Next week, we co-host a debate with the candidates in the election for the 10th Congressional open seat. It’ll be one of the only district-wide events that features the leading candidates in the race. You’ll be able to participate by registering here, and marking your calendar for 7:00 PM next Wednesday, July 1st.
We’d love to have you with us, and we give you more info below in item #4.
With help from Michael Goldberg
1. Juneteenth virtual conversation on race
On June 19th we hosted our first episode in a new Virtual Conversation series. To launch, we focused on racism, the recent protests, and how Washington State policymakers might best respond. The conversation featured April Sims, Secretary Treasurer of the Washington State Labor Council, Lee Lambert, Executive Director of City Year Seattle/King County, and Rep. Jesse Johnson of Washington’s 30th District.

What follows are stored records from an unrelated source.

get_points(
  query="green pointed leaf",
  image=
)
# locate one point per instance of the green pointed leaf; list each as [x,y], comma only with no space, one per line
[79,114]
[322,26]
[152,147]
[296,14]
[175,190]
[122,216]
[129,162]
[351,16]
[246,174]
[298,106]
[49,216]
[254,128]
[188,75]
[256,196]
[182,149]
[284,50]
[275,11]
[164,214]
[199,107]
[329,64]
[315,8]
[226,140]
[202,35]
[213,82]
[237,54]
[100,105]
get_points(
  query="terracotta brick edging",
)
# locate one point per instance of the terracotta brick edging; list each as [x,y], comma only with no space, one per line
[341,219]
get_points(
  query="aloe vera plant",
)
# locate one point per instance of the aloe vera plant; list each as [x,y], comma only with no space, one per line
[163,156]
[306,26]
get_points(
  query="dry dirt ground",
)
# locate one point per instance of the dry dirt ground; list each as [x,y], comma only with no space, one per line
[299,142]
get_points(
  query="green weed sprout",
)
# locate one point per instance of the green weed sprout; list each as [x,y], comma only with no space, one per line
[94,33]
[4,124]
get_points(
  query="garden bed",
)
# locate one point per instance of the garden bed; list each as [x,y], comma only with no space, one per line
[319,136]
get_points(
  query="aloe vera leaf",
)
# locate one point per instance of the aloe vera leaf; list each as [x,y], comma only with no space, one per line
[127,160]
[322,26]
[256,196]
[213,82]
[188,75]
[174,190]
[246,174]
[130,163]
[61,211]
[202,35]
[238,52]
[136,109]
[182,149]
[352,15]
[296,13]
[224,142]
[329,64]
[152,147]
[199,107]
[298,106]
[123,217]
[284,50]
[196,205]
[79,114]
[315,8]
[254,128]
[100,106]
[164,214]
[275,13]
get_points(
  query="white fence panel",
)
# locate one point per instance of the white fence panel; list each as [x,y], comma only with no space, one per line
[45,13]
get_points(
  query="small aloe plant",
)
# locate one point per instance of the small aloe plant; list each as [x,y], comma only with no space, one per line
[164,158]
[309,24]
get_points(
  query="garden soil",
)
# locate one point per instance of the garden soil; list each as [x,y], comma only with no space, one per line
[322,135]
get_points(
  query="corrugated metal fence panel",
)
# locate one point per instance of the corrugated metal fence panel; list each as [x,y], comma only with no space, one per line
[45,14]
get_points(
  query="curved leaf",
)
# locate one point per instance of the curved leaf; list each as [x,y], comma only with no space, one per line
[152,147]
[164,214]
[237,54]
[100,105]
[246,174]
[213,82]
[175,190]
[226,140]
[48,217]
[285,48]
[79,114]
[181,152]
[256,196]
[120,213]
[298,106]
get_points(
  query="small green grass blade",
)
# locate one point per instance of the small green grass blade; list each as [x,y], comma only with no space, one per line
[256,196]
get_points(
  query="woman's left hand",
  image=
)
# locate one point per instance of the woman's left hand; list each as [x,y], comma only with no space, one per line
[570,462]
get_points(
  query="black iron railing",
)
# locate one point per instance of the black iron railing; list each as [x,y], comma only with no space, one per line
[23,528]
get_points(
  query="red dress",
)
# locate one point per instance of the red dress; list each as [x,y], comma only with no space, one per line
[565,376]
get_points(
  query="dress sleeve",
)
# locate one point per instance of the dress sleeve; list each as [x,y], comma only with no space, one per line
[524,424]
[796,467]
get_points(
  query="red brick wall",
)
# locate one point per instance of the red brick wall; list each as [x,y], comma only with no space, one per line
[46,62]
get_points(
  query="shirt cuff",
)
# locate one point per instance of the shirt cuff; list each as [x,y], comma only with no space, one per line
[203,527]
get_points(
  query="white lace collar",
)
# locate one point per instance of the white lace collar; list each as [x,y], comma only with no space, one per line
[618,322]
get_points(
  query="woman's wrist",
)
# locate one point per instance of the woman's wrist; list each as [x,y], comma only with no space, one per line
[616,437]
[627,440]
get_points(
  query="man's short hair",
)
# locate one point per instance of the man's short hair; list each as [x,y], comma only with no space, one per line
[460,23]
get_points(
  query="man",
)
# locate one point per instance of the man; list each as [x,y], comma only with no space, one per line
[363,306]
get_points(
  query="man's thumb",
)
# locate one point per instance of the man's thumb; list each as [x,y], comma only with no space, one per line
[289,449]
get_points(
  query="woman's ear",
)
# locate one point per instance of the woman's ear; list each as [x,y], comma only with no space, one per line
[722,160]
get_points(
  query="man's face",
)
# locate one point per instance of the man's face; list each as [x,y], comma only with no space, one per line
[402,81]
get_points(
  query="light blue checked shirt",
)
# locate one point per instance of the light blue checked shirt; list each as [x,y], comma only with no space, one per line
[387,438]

The panelists discussed the distinction between racism and anti-racism, how the labor community is grappling with police unions, and potential legislative approaches to police reform at the state and local level. Rep. Johnson revealed that he’d like to introduce a bill in a potential special session to mandate oversight and community-led accountability boards at every police department across the state.
2. Q&A with Sen. Jamie Pedersen
43rd District Senator Jamie Pedersen is chair of the Law & Justice Committee. He also serves on the Ways & Means Committee, the Early Learning and K-12 Committee, and the Rules Committee. Pedersen has an informal role of influence in the caucus, recognized by his Democratic peers as a thought leader, a strategist, and a team player. So, it’s always good to learn about what Pedersen is tracking.
In an interview with reporter Michael Goldberg last week Sen. Pedersen discussed tax reform, when the Legislature should return for a special session, how the current economic downturn compares to the Great Recession, and the political context that will shape the next few months. Pedersen, who chairs the Senate Democratic Campaign Committee, said he’s confident that Democrats will expand their majority this fall by two to five seats.
3. Revenue shortfall in context
Washington State government revenue will come in about $8.8 billion less over the next three years than pre-pandemic estimates, according to the latest forecast released by the Washington State Economic Revenue and Forecast Council (ERFC). The legislature adopted a supplemental budget in the 2020 session of about $53.5 billion. The projected two-year revenues of $47.8 billion creates a shortfall of $5.7 billion over adopted expenditures, before tapping into reserves of more than $3 billion.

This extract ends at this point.